Locally recoverable algebro-geometric codes from projective bundles
Konrad Aguilar, Angelynn Álvarez, René Ardila, Pablo S. Ocal, Cristian Rodriguez Avila, Anthony Várilly-Alvarado
TL;DR
The work addresses building locally recoverable codes with availability using algebro-geometric methods. It introduces a base construction on the affine plane and a higher-dimensional generalization via projective-space bundles, achieving optimal or near-optimal distance for small locality and producing asymptotically good families as the alphabet grows or the dimension increases. Key techniques include evaluation codes, Vandermonde-based locality arguments, matroid theory to relate distance across base changes, and Lang–Weil-type counts to establish probabilistic optimality for large $q$. The results yield practical LRCs with high minimum distance and favorable rates, applicable to distributed storage, and provide a framework for extending to higher-dimensional bundles with provable asymptotic goodness. Overall, the paper blends algebraic geometry and coding theory to produce scalable, availability-rich LRCs with strong theoretical guarantees and practical relevance.
Abstract
A code is locally recoverable when each symbol in one of its code words can be reconstructed as a function of $r$ other symbols.
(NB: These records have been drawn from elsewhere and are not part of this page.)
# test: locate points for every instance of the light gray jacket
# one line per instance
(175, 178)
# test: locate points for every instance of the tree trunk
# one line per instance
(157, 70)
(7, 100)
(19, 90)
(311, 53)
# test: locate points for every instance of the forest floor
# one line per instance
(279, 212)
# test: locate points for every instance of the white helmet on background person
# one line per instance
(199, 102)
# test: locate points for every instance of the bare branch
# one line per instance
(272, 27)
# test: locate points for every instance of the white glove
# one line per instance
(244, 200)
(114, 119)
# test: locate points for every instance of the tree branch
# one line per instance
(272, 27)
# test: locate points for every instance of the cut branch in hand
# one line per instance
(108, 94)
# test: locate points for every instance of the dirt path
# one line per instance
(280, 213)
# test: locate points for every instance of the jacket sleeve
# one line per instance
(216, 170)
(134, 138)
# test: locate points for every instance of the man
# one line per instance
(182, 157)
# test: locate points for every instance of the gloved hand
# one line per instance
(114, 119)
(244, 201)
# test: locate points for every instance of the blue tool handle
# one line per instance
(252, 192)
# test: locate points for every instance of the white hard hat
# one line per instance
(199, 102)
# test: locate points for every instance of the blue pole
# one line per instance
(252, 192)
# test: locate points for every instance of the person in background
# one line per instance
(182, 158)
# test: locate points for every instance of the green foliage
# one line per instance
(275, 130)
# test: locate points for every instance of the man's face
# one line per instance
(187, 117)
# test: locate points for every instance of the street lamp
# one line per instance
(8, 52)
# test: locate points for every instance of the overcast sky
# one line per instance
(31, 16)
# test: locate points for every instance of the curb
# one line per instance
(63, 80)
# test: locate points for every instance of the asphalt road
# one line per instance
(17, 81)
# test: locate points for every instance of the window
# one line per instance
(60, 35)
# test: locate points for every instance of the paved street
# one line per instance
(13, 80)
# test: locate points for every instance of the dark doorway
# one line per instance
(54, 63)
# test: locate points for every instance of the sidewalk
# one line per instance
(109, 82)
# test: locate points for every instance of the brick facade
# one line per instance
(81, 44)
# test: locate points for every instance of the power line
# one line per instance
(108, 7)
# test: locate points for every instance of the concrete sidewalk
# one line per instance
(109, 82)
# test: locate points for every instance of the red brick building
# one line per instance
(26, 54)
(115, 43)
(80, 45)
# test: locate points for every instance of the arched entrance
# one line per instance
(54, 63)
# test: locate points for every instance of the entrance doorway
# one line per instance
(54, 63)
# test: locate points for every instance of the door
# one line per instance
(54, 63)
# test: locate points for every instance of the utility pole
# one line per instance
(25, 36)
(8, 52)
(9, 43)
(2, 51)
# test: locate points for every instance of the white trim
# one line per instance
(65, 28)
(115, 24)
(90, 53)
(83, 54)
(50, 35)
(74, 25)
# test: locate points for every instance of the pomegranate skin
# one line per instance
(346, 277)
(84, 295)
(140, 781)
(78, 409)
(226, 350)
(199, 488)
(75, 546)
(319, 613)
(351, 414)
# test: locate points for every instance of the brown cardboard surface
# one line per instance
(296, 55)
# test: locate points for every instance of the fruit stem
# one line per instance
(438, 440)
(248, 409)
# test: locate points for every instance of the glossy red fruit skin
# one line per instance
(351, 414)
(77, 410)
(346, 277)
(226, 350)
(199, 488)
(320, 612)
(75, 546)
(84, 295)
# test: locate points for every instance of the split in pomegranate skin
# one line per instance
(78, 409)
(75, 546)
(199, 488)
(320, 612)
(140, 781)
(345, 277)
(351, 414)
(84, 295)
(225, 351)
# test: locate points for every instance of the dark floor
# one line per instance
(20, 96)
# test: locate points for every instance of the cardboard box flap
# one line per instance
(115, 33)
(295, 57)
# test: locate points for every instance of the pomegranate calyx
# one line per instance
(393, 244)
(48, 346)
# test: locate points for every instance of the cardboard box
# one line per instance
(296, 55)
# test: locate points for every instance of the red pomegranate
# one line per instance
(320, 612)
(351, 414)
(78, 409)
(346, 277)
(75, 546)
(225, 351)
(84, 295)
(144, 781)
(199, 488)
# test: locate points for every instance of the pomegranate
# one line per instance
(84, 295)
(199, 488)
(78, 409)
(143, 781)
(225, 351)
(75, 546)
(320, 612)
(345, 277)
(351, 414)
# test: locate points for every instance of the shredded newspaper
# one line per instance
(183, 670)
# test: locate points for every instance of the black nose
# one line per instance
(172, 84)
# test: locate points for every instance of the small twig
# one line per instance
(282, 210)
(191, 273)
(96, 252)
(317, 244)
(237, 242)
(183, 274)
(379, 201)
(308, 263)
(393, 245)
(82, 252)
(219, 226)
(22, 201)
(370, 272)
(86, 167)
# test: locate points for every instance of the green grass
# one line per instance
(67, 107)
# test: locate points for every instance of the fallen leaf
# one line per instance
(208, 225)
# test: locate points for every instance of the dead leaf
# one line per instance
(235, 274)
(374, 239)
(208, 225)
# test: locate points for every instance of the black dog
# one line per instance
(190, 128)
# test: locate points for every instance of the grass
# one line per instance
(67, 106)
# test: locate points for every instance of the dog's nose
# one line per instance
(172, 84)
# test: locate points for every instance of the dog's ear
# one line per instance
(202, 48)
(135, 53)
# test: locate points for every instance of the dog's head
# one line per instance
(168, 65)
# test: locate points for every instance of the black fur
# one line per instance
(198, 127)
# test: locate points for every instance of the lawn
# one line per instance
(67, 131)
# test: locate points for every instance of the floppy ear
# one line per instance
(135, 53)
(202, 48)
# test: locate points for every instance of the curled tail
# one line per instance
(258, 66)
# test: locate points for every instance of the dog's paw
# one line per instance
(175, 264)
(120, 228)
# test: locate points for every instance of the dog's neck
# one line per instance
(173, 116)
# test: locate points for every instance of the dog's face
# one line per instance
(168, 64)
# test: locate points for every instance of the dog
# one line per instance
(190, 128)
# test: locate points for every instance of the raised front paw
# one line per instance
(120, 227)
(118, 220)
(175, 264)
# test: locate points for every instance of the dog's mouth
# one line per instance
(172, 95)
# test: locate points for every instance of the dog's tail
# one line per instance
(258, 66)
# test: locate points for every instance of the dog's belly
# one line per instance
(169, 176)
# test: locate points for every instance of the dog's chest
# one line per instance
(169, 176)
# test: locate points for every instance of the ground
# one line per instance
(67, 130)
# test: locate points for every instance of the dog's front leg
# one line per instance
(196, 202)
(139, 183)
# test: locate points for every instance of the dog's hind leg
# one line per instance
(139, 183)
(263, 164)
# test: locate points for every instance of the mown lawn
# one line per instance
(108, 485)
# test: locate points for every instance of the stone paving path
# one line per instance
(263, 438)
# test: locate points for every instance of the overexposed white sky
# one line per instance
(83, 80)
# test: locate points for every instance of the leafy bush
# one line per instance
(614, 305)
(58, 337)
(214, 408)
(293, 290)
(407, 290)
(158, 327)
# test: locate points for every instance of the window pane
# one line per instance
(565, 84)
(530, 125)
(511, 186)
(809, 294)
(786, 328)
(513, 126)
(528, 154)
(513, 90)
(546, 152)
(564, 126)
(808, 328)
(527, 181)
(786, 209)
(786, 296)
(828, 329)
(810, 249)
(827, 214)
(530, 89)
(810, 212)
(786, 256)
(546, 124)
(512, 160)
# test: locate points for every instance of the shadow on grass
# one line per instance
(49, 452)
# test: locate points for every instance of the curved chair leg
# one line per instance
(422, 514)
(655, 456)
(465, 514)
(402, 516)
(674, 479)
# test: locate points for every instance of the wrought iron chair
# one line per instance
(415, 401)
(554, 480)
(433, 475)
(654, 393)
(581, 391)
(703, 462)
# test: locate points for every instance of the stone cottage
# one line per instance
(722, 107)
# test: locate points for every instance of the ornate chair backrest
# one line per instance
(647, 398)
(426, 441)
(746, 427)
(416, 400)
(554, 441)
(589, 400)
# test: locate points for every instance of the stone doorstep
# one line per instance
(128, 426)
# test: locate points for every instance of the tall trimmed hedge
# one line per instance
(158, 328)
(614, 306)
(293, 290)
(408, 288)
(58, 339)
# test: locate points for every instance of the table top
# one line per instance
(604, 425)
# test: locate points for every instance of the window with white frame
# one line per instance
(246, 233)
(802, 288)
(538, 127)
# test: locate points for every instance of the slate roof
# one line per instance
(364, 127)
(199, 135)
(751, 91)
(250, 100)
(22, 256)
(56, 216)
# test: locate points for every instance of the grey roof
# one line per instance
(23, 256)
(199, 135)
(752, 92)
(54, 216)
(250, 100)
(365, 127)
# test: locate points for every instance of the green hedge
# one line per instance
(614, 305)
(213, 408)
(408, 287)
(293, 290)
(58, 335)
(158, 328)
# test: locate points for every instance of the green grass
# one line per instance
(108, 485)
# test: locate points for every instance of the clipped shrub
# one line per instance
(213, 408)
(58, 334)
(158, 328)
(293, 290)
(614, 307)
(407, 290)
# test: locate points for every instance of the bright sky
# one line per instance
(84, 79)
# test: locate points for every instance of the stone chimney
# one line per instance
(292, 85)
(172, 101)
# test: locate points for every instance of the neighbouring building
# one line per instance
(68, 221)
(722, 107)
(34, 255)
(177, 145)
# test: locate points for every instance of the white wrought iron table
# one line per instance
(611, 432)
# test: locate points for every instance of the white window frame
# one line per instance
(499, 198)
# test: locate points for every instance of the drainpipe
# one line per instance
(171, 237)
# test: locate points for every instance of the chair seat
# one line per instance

We use bundles of projective spaces over a line to construct locally recoverable codes with availability; that is, evaluation codes where each code word symbol can be reconstructed from several disjoint sets of other symbols. The simplest case, where the code's underlying variety is a plane, exhibits noteworthy properties: When $r = 1$, $2$, $3$, they are optimal; when $r \geq 4$, they are optimal with probability approaching $1$ as the alphabet size grows. Additionally, their information rate is close to the theoretical limit. In higher dimensions, our codes form a family of asymptotically good codes.